CFD Analysis of Cooling in Adiabatic Expansion

Hello everyone, this is Mohsen Seraj. I'm a senior application engineer for ANSYS, working with Ozen Engineering. Today, I want to talk about CFD analysis of cooling in adiabatic expansion. Consider a system with a flow coming through a narrow way.

When it enters an opening, if the system is closed (isolated) and there is no exchange regarding heat with the surrounding, we should see that the pressure and temperature drop. This cooling happens without any additional energy to the system.

We can use this pressure and temperature drop for cooling in that situation and even for previous processes in industrial applications. This also happens in geology and nature. For example, when air moves up, warm air is cooled, and the temperature drops.

We should see more water droplet formation as it goes up and most likely a cloud phase as it goes down. We can use this method in data centers, HVAC, air conditioning for buildings, and cooler and condensation through the adiabatic cooling system.

This method is very energy efficient, as we don't need any additional work on energy for the system. It could be a closed, isolated system, and the operation condition is very low. This has a significant impact on water usage and the environment.
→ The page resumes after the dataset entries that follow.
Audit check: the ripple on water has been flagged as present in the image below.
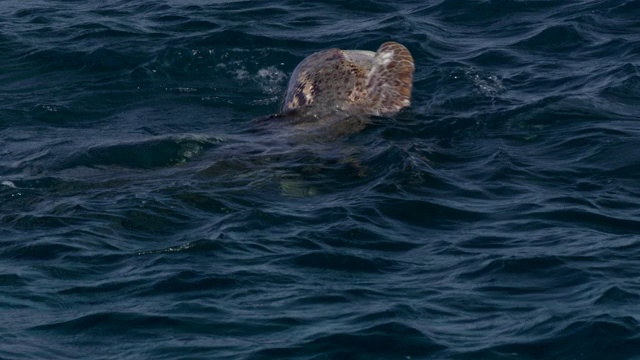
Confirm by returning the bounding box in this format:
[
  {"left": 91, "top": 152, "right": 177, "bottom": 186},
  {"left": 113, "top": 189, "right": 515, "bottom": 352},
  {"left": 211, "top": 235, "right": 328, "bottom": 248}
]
[{"left": 2, "top": 0, "right": 640, "bottom": 359}]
This method can save billions of liters of water annually for cooling in the cooling system for data centers or other industrial applications. Now let's discuss the difference between adiabatic cooling and the Joule-Thompson effect.

Although they are similar thermodynamic processes that reduce gas temperature, they work differently. Adiabatic cooling mostly relies on the expansion of gas in a closed system without heat exchange with the environment.

The Joule-Thompson effect mostly relies on the sudden change in temperature and pressure, not necessarily with a significant volume change. Let's see how we can model this effect in ANSYS Fluent.

I have prepared a simple problem with a smaller part (50 mm radius) and a larger size part (200 mm radius). Each part is long enough for fully developed flow. I assigned names to the model: inlet, outlet, and walls. In ANSYS Fluent, I use a steady-state pressure-based solver.

I read the mesh, and the mesh quality looks good, with an orthogonality above 0.4, which is very good. The minimum orthogonality is also acceptable. The mesh info shows approximately 60,000 polyhedral cells. For material modeling, I use the ideal gas model.

I consider the second order of wind condition. For report definition and monitors, I defined max temperature, mean temperature, and max velocity in the domain. I initialize the model with gauge pressure, zero velocity everywhere, and a total temperature of approximately 80 degrees Celsius.

I define a plane symmetry (YZ plane) and set up rigid walls with temperature, pressure, and velocity contours. Now, let's run the simulation for 500 iterations and check the rigid walls, mass flux imbalance, and heat transfer rate.

The mean temperature is approximately 11.8 degrees Celsius, which is very good. The max temperature is 80 degrees Celsius, and the velocity is about 370 meters per second. In conclusion, when we consider ideal gas, we can capture minimum temperature much lower than the initial temperature.

This adiabatic expansion causes not only temperature drops but also pressure drops. This technique can be used in industry for cooling and temperature drop without any additional energy system, making it cost-effective.

I hope this example demonstrates the proof of concept of adiabatic cooling due to adiabatic expansion. Thank you for following up with this example.